Efficace pour plusieurs types de cancers
Parce qu’il peut tuer un large éventail de cellules cancéreuses, ce traitement pourrait être efficace quelle que soit la composition génétique du cancer. Les chercheurs ont démontré l’efficacité d’ELANE dans neuf types de cancers génétiquement différents, y compris des cancers difficiles à traiter comme le cancer du sein triple négatif, le mélanome et le cancer du poumon.
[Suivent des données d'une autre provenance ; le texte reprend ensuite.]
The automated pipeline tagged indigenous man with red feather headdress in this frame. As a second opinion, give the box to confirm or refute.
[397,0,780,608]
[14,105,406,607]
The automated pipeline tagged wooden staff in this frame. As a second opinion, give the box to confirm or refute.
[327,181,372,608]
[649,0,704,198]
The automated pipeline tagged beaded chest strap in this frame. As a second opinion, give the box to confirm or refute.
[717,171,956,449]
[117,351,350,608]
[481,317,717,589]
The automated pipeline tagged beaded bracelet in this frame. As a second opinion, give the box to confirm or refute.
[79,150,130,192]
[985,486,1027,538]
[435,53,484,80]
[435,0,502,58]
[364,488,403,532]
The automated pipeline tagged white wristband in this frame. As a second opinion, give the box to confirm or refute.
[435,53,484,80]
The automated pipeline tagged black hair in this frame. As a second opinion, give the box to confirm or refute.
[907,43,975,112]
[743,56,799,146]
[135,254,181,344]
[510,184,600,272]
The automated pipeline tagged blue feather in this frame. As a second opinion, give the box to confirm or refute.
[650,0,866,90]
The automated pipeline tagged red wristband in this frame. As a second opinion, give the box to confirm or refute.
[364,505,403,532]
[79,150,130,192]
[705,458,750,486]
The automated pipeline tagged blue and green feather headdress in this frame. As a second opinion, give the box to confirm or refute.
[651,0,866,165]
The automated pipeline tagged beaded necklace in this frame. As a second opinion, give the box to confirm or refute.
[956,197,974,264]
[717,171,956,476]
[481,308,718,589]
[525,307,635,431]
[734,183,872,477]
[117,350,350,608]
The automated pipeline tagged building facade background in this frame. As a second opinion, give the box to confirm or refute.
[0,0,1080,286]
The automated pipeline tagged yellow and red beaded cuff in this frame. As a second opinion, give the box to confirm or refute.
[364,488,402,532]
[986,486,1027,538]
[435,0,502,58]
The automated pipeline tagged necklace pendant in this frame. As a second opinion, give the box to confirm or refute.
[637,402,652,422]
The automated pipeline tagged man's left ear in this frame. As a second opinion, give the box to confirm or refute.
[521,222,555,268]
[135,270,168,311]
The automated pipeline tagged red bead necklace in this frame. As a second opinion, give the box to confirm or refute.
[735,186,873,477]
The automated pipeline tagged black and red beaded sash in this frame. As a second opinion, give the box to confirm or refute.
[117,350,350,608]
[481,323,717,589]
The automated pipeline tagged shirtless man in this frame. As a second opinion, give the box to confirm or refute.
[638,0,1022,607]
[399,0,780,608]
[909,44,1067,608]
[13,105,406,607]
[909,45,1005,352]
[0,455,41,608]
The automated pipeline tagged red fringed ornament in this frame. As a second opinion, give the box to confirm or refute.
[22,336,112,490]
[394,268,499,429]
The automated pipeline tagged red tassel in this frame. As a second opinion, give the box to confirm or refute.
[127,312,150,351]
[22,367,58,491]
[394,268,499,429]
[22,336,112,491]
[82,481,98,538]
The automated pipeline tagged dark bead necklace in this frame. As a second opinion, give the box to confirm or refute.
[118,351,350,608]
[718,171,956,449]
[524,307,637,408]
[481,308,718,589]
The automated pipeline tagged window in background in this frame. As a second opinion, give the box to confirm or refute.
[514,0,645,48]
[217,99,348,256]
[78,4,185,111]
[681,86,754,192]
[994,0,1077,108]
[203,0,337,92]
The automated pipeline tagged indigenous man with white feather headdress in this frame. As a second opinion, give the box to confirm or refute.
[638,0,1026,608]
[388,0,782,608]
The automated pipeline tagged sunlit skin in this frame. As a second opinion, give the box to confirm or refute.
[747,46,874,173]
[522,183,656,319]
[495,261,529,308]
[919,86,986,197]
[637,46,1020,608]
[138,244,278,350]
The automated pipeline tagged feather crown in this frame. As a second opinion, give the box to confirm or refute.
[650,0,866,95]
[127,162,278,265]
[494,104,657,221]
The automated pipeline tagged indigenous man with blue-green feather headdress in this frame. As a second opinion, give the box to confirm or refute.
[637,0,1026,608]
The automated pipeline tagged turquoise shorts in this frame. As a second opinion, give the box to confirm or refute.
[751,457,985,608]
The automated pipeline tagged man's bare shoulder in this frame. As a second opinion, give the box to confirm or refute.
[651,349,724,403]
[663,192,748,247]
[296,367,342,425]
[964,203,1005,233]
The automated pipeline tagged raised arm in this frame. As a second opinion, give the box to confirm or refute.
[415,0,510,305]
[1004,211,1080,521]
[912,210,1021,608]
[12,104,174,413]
En plus des découvertes décrites ci-dessus, les chercheurs ont indiqué qu’ils ont découvert des différences entre les neutrophiles humains et ceux de la souris dans la libération d’ELANE active et ont montré que l’élastase pancréatique porcine (PPE), une protéine similaire à ELANE qui est moins sensible aux inhibiteurs de tumeurs, induit une réponse thérapeutique encore meilleure.
Les chercheurs ont déclaré que de futures études sont justifiées pour apprendre comment maximiser les effets thérapeutiques d’ELANE/PPE, à la fois en tant que thérapie unique et en combinaison avec d’autres traitements du cancer.
« C’est l’une de ces découvertes pour lesquelles, si nous avions suivi la voie traditionnelle en commençant par les souris, nous ne l’aurions jamais trouvée », a déclaré Becker. « Dans ce cas, nous avons commencé par les observations des patients, nous l’avons ramené au laboratoire chez les souris, et nous avons bon espoir de pouvoir le ramener chez l’homme en tant que nouveau traitement du cancer. »
Une entreprise pharmaceutique fera évoluer ce traitement
Cette approche unique du traitement du cancer pourrait se traduire par des applications dans le monde réel. Onchilles Pharma, dont Becker est le fondateur et le directeur scientifique, a récemment reçu un soutien financier de série A de la part d’investisseurs pour faire avancer le premier médicament candidat basé sur son travail dans les études précliniques de preuve de concept.
Cette recherche a été publiée dans Cell.